Zephyr, a digital home services platform, raised $60 million in growth equity to fuel M&A, CEO Shawn Weidmann tells Axios exclusively.
Why it matters: Home services remain a hotbed of deal activity.
Zoom in: Elda River Capital and the Pritzker Organization co-led the round, with participation from Juxtapose. Zephyr has raised about $100 million since New York-based venture studio Juxtapose launched it with Weidmann and co-founder Deklan Robinson in 2022.
How it works: The company brings local service providers from several markets into a central technology hub that supports recruiting, training, marketing, operations and finance.
- Zephyr also helps technicians on the ground get specs on certain units that they're working on, or allows them to accurately size an HVAC unit in homes through 3D imaging.
- Zephyr's platform has an AI-powered assistant for technicians as well.
Catch up quick: The New York-based company has inked 12 acquisitions to date in metro areas like Washington, D.C., Houston, Palm Beach and South Florida and Denver.
- Occasionally, Zephyr will buy customer lists, but these businesses come with trucks and technicians too, and Zephyr brings all of them onto its platform, he says.
- The company has closed seven deals this year and plans to close another two before year's end.
- It aims to keep the same pace each year, though it will be "highly dependent on deal size, location, and complexity," Weidmann says.
What's next: Zephyr — projecting more than $100 million in revenue this year and growing 25% yearly — is targeting local HVAC, plumbing and electrical brands, Weidmann says.
- Weidmann hopes to grow Zephyr to $500 million to $1 billion in revenue in the next three to five years.
What they're saying: "We are very comfortable investing off the balance sheet to make investments in technology that we think will fundamentally change the customer user experience," Juxtapose partner Geoff Miller says.
- Because Zephyr acquires profitable businesses, this fresh capital will just help it make decisions on how big to grow, he says.
The big picture: The global HVAC market alone is projected to increase from over $260 billion last year to nearly $350 billion by 2028, according to Boston research firm BCC Research.

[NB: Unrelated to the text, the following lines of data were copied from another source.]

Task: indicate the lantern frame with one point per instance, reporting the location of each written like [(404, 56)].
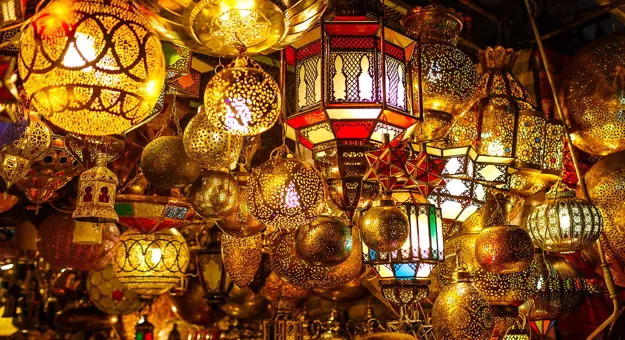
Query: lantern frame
[(330, 106)]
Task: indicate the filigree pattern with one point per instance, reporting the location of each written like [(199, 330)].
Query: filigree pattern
[(150, 264), (98, 70)]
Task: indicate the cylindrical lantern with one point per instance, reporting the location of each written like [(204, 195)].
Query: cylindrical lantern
[(564, 223), (95, 78), (150, 264)]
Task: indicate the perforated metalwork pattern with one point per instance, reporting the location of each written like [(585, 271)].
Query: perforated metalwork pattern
[(595, 98), (165, 163), (150, 264), (242, 101), (210, 147), (214, 195), (93, 67), (285, 193), (288, 265), (241, 257), (327, 241)]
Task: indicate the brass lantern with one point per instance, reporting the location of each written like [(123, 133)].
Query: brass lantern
[(151, 264), (216, 282), (93, 79), (564, 223), (422, 250), (96, 194), (352, 82), (31, 145), (448, 76)]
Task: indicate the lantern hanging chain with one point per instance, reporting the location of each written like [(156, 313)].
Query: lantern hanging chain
[(607, 274)]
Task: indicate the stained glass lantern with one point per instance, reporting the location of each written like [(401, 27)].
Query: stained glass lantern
[(448, 76), (351, 82), (102, 79), (49, 174), (564, 223), (151, 264), (96, 194), (343, 165), (30, 146), (144, 330), (421, 252), (149, 214), (216, 282)]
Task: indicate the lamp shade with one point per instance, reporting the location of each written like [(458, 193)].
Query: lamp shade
[(95, 78), (151, 264)]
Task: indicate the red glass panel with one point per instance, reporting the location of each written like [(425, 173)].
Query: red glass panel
[(352, 29), (307, 119), (353, 129), (398, 119)]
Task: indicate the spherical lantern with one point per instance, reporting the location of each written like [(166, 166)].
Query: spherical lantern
[(87, 75), (214, 195), (17, 157), (327, 241), (242, 100), (385, 227), (165, 163), (211, 147), (449, 78), (504, 249), (288, 265), (10, 131), (564, 223), (561, 289), (55, 244), (150, 264), (241, 257), (109, 295), (285, 193), (461, 311), (604, 181), (241, 223), (594, 100)]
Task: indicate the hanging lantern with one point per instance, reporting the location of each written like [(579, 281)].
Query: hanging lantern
[(241, 223), (461, 310), (212, 148), (561, 289), (144, 330), (564, 223), (288, 265), (56, 246), (84, 89), (343, 164), (422, 250), (449, 79), (17, 156), (216, 282), (109, 295), (214, 195), (10, 131), (594, 97), (96, 194), (165, 163), (242, 257), (49, 174), (285, 193), (151, 264), (148, 214), (504, 249), (242, 100), (385, 227), (327, 241), (351, 82)]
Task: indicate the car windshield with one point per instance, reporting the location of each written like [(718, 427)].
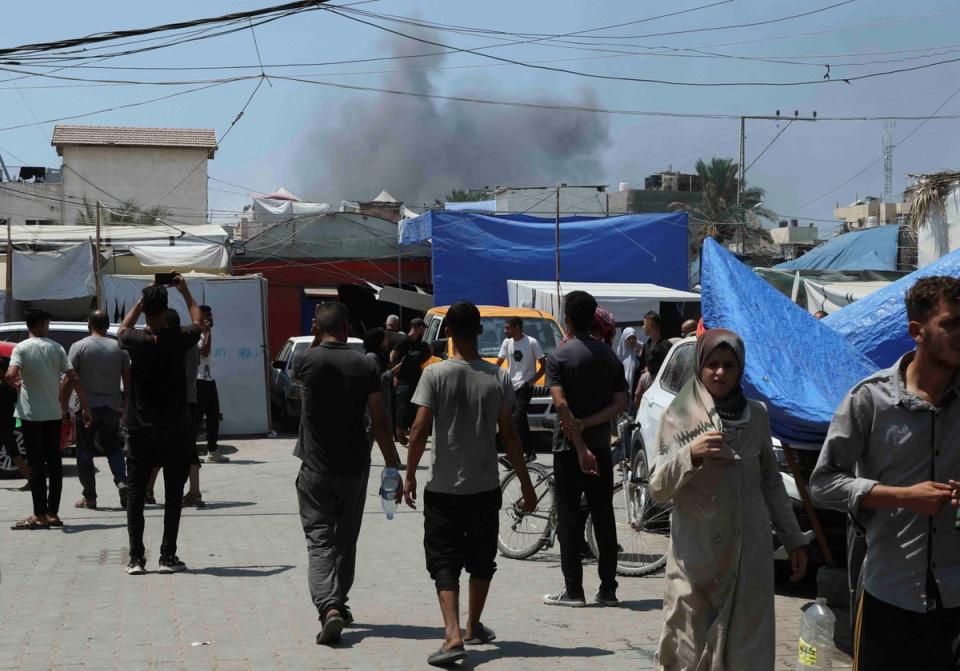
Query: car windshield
[(545, 331)]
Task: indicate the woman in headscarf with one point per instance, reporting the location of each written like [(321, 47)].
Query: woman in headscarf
[(716, 465)]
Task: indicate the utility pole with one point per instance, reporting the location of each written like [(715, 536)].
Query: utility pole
[(96, 261)]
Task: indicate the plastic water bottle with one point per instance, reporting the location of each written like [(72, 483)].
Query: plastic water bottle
[(816, 638), (389, 480)]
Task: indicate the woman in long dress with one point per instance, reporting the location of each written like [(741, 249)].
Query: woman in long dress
[(716, 465)]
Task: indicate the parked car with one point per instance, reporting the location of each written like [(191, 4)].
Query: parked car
[(536, 323), (284, 390), (65, 333), (673, 374)]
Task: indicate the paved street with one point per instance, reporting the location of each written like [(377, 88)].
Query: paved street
[(65, 602)]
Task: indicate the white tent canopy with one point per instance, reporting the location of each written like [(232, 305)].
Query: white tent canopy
[(628, 302)]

- There's more demand for these services because of global warming and housing shortages.
- "The ability to efficiently deploy resources around these home services needs is growing. There's great strategic tailwinds for us," Weidmann says.
The bottom line: "If you put those elements together: profitable, recurring service, fragmented [market] and [aging owners] looking for exit strategies, could I have described a better investor thesis?" Weidmann says.